Slicing with word boundaries

Mukhammadsaid19 · November 26, 2022, 4:03pm

Hello there! I’m trying to create slices with “complete words” at both ends. The thing is I want to detect what has been changed using step maps, and then slice the changed part plus a minimum of 10 characters before and after. However, slicing borders within some words, and the following scenario happens:

Source: I went to the school only to discover it was closed on holidays.

Let’s say the changed word is “the”. So getting its window with 10 characters yields:

I went to the school on

However, I need the slices to start and end with whole words, not with subwords. The expected output then would be:

I went to the school only

The possible solution is to use resolve method (and find the start or the end of the word with while loop) but is there any other way of doing that diligently? Perhaps there’s a way to linearly traverse the node with words as indices instead of characters? Thanks.

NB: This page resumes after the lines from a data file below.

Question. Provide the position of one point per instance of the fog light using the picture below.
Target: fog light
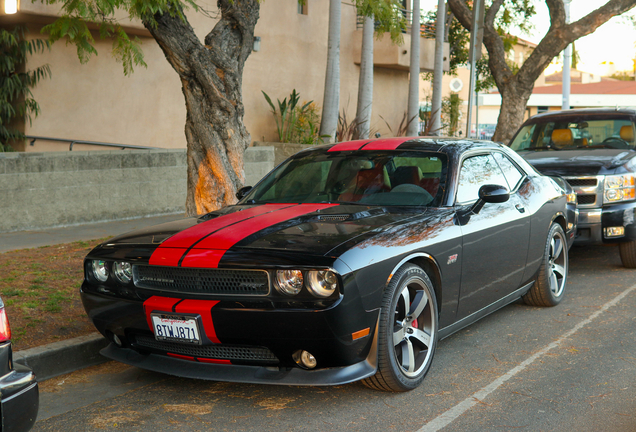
(305, 359)
(322, 283)
(289, 282)
(614, 231)
(123, 271)
(100, 270)
(117, 340)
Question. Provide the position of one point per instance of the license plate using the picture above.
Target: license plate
(175, 328)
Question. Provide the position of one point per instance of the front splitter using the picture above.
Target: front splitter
(240, 373)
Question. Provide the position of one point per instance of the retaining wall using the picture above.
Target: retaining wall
(43, 190)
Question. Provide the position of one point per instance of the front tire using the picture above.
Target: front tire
(549, 286)
(407, 332)
(628, 254)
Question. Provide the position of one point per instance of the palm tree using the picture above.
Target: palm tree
(331, 100)
(365, 84)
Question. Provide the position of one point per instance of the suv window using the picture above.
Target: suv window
(576, 133)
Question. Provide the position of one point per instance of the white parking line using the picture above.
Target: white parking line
(447, 417)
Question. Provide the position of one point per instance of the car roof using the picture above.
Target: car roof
(433, 144)
(584, 112)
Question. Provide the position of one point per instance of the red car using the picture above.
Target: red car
(19, 397)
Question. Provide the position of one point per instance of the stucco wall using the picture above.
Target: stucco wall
(96, 102)
(40, 190)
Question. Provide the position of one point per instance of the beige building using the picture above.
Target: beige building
(96, 102)
(484, 115)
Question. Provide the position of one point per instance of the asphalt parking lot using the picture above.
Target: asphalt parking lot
(571, 367)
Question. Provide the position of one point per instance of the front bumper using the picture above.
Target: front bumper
(252, 336)
(19, 399)
(593, 221)
(242, 373)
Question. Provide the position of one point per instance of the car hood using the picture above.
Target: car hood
(314, 229)
(581, 162)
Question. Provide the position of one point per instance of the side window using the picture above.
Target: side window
(477, 171)
(511, 172)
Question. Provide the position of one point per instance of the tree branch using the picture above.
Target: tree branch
(556, 9)
(560, 36)
(463, 14)
(176, 38)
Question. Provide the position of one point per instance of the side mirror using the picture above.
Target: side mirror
(494, 194)
(243, 191)
(491, 194)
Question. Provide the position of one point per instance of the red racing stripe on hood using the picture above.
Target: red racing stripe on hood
(386, 143)
(172, 249)
(224, 239)
(203, 308)
(216, 361)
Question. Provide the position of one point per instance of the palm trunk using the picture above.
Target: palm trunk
(413, 116)
(365, 84)
(211, 78)
(331, 100)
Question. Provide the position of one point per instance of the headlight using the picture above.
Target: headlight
(619, 188)
(100, 270)
(123, 271)
(572, 198)
(322, 283)
(289, 282)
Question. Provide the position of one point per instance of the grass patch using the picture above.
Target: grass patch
(40, 290)
(11, 292)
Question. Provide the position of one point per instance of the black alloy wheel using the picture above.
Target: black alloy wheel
(549, 285)
(407, 333)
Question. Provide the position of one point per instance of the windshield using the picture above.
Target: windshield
(364, 177)
(564, 134)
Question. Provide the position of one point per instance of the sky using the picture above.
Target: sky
(613, 42)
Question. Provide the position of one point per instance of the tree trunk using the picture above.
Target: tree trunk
(331, 100)
(515, 89)
(211, 77)
(365, 84)
(513, 107)
(413, 116)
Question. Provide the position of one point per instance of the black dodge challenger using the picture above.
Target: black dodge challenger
(347, 262)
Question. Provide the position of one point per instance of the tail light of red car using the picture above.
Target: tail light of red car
(5, 329)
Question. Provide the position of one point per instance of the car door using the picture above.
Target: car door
(495, 240)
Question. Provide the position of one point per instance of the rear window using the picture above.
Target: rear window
(569, 134)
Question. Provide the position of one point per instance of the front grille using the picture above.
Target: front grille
(333, 218)
(260, 355)
(582, 182)
(586, 199)
(202, 281)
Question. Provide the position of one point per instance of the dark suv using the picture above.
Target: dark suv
(594, 150)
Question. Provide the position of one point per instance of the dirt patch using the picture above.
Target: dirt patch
(86, 375)
(190, 409)
(274, 403)
(40, 290)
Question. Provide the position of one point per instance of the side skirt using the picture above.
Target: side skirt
(476, 316)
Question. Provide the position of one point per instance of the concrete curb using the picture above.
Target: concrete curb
(62, 357)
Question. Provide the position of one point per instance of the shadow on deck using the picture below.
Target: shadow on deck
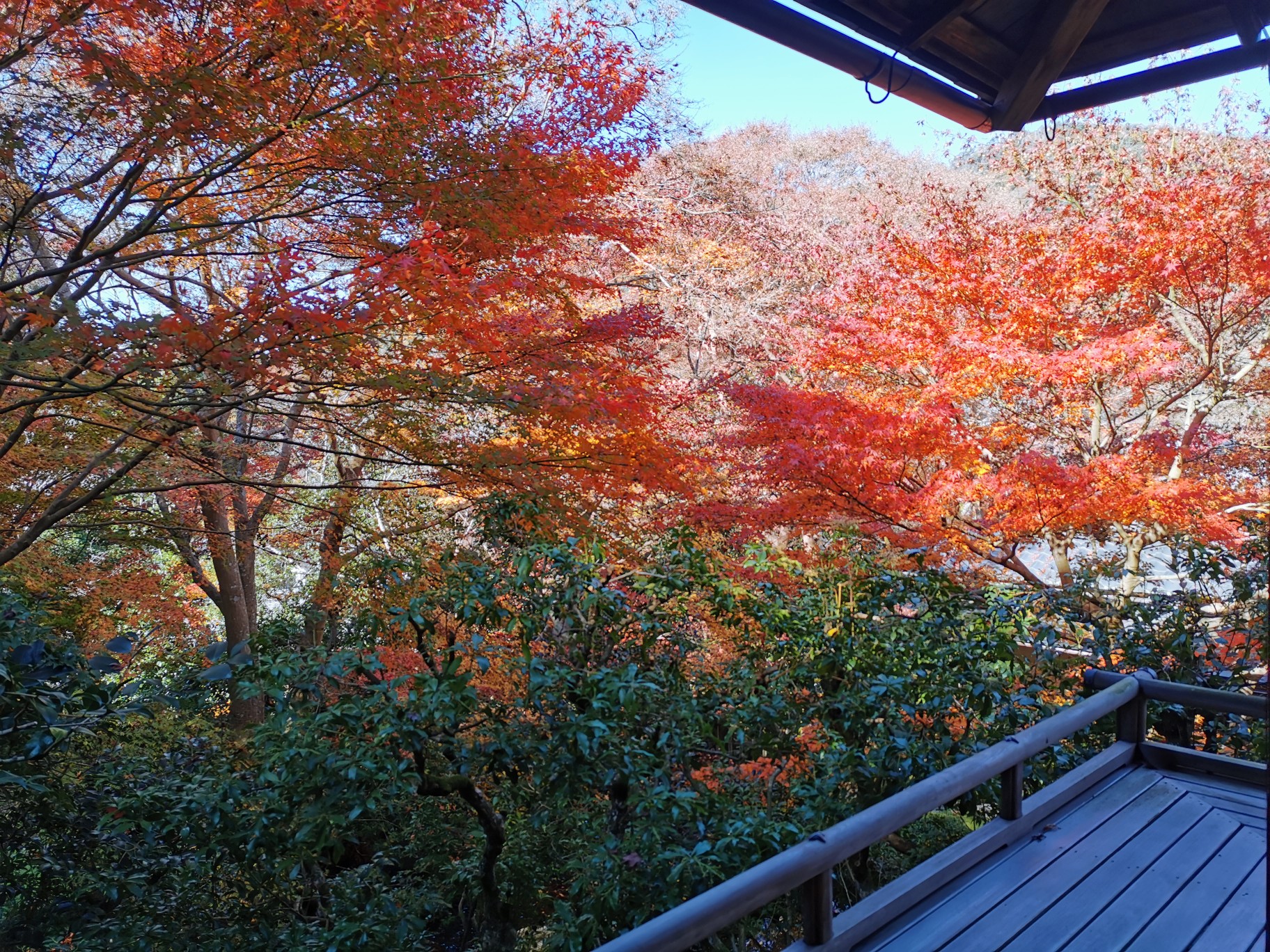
(1145, 847)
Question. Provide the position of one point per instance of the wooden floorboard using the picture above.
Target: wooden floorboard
(1129, 781)
(1198, 903)
(1244, 802)
(1241, 919)
(1083, 887)
(1090, 833)
(1150, 859)
(1142, 898)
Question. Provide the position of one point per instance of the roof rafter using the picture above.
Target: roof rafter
(926, 29)
(1062, 29)
(1248, 21)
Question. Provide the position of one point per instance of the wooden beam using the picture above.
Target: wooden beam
(1062, 29)
(898, 896)
(1248, 22)
(918, 33)
(1165, 757)
(729, 901)
(840, 51)
(1197, 69)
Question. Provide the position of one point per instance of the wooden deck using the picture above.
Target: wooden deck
(1143, 847)
(1151, 859)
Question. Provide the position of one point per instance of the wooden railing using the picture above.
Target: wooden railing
(808, 866)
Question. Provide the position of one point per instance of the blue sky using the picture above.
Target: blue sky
(735, 78)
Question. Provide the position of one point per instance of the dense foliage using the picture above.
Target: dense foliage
(437, 511)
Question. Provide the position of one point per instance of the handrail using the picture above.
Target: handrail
(808, 864)
(1189, 695)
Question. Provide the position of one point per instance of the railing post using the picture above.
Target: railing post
(1131, 720)
(817, 896)
(1012, 793)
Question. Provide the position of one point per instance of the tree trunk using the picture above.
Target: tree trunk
(234, 592)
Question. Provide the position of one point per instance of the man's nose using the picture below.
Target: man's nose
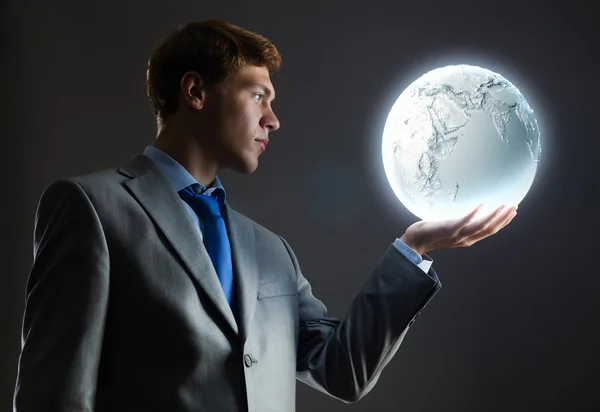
(270, 122)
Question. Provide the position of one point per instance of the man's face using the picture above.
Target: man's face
(240, 118)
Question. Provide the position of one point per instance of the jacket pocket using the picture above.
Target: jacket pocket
(278, 288)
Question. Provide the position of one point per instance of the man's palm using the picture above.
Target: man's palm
(425, 236)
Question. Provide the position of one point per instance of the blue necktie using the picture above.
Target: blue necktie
(215, 235)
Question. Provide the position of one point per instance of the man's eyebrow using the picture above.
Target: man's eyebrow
(266, 90)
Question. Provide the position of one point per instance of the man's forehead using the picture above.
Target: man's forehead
(249, 75)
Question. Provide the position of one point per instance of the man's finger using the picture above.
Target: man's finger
(465, 220)
(492, 228)
(481, 224)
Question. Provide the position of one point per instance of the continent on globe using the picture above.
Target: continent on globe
(457, 137)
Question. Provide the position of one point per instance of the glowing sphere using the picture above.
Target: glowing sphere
(459, 136)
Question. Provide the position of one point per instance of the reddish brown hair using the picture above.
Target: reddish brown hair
(214, 49)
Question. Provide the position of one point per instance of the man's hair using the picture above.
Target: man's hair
(214, 49)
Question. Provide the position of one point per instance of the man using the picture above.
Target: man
(149, 292)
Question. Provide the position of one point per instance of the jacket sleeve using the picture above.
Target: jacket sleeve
(65, 307)
(345, 358)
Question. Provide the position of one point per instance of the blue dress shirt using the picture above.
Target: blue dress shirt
(180, 178)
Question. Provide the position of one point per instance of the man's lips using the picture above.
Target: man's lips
(263, 142)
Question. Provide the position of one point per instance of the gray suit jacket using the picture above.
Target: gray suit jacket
(124, 311)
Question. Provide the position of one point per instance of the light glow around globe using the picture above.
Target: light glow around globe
(457, 137)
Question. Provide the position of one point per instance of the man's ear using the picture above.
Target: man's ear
(193, 90)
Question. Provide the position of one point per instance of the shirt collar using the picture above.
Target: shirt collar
(176, 173)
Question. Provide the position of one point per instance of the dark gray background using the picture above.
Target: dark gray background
(515, 327)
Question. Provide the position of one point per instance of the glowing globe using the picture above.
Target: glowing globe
(457, 137)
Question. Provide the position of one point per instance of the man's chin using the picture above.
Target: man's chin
(245, 167)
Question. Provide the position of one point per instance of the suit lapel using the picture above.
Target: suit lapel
(157, 196)
(243, 249)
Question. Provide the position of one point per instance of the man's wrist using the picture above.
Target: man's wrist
(411, 244)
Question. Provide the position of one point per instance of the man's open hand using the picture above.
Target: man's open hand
(425, 236)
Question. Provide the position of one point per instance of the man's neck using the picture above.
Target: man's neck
(190, 154)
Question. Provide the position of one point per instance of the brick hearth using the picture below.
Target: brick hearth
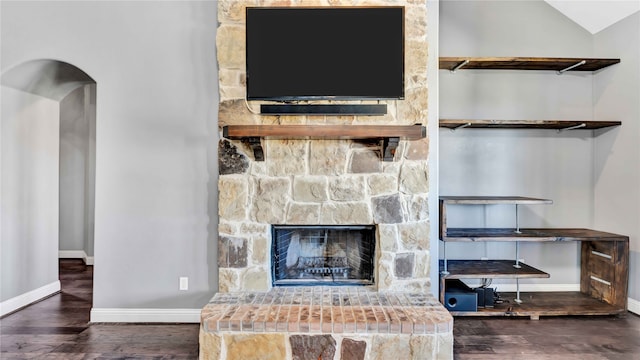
(318, 322)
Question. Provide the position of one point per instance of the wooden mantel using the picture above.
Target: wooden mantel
(389, 135)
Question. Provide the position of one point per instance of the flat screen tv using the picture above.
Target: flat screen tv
(352, 53)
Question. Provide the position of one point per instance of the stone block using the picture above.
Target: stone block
(328, 157)
(385, 272)
(416, 22)
(228, 280)
(256, 279)
(414, 108)
(347, 188)
(417, 207)
(286, 157)
(230, 160)
(414, 178)
(233, 198)
(310, 189)
(345, 213)
(232, 252)
(380, 184)
(404, 264)
(233, 10)
(387, 209)
(423, 347)
(388, 235)
(352, 349)
(305, 347)
(304, 214)
(270, 200)
(255, 346)
(260, 250)
(365, 161)
(210, 345)
(418, 149)
(385, 347)
(414, 236)
(422, 264)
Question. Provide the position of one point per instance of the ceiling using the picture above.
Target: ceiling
(596, 15)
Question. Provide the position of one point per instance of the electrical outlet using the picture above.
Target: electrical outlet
(184, 283)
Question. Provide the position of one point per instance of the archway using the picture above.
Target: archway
(48, 176)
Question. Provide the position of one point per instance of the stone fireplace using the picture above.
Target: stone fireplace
(329, 199)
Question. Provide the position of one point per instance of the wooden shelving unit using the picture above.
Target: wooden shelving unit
(604, 265)
(559, 125)
(525, 63)
(604, 269)
(388, 135)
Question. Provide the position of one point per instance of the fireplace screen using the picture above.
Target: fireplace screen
(323, 255)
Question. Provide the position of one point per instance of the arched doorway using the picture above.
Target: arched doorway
(48, 176)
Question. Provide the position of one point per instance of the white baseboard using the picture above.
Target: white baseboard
(76, 254)
(30, 297)
(145, 315)
(633, 306)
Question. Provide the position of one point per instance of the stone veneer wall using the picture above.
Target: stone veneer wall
(322, 181)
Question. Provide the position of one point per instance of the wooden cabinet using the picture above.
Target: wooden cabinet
(604, 256)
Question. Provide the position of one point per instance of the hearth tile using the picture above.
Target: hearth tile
(258, 326)
(327, 319)
(304, 327)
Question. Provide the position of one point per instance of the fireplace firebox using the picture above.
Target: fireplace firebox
(323, 255)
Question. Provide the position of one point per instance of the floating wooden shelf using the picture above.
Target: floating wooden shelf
(509, 234)
(536, 304)
(526, 124)
(489, 269)
(492, 200)
(388, 135)
(525, 63)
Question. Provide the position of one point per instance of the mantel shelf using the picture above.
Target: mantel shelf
(454, 124)
(525, 63)
(389, 135)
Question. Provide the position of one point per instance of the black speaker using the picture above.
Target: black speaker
(485, 297)
(324, 109)
(459, 297)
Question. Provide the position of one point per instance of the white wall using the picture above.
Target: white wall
(537, 163)
(29, 233)
(617, 161)
(75, 171)
(156, 137)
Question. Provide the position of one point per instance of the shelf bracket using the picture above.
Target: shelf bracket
(389, 146)
(560, 72)
(461, 126)
(573, 127)
(460, 65)
(256, 146)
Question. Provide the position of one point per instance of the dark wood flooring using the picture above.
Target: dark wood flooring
(58, 328)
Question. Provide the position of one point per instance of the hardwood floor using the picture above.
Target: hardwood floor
(58, 328)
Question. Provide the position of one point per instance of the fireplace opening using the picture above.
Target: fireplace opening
(323, 255)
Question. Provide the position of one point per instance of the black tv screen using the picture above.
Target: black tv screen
(325, 53)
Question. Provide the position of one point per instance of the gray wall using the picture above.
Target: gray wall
(538, 163)
(617, 162)
(156, 138)
(77, 170)
(29, 195)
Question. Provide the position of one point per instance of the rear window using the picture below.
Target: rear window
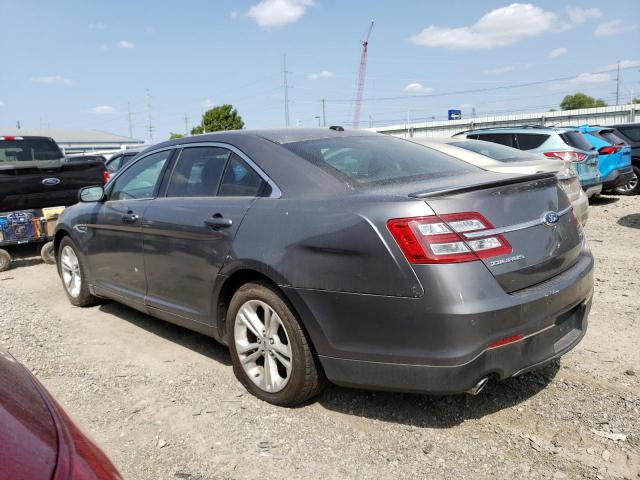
(632, 133)
(576, 140)
(28, 150)
(495, 151)
(368, 161)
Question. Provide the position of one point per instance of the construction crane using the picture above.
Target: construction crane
(361, 77)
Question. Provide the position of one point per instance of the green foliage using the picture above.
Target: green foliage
(222, 117)
(580, 100)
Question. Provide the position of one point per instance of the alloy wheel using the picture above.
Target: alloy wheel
(262, 345)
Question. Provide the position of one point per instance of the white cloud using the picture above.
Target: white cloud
(125, 44)
(417, 88)
(623, 64)
(499, 70)
(579, 15)
(321, 74)
(614, 27)
(102, 110)
(497, 28)
(278, 13)
(53, 80)
(557, 52)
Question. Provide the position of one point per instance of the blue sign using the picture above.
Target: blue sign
(455, 114)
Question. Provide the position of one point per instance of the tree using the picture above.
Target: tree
(580, 100)
(222, 117)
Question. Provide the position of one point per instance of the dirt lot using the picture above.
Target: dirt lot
(164, 404)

marijn · November 26, 2022, 8:48pm

No, there’s no word-based iteration in the library, you’ll have to implement this by looking at the nodes.

Mukhammadsaid19 · November 27, 2022, 7:00am

Thanks for the response. Could you suggest any ideas on how to start with this?

Mukhammadsaid19 · November 28, 2022, 9:47am

Ok. Seems like I figured it out. Providing the solution in case somebody needs it.


// Gets the required offset we have to subtract from the current position 
// in order to slice it at word boundary
// The slice should be within one block
// It should mark across text nodes (inline too), like one word 
// may be writing half bold and half italic
function getOffsetOfTokensBefore(
  state: EditorState,
  pos: number,
  tokenCount: number
) {
  let resolved = state.doc.resolve(pos);
  let prevResolved = resolved;
  let offset = 0;

  while (tokenCount) {
    resolved = state.doc.resolve(pos);
    if (!resolved.sameParent(prevResolved)) return offset;

    const node = resolved.nodeBefore;

    if (node?.isText || node?.isInline) {
      const text = node.text || "";
      let idx = text.length;
      while (idx >= 0) {
        const char = text[idx];
        if (/\s/.test(char)) {
          tokenCount--;
          if (tokenCount === 0) break;
        }
        offset++;
        idx--;
      }
      pos -= text.length - idx;
    }

    prevResolved = resolved;
  }
  return offset;
}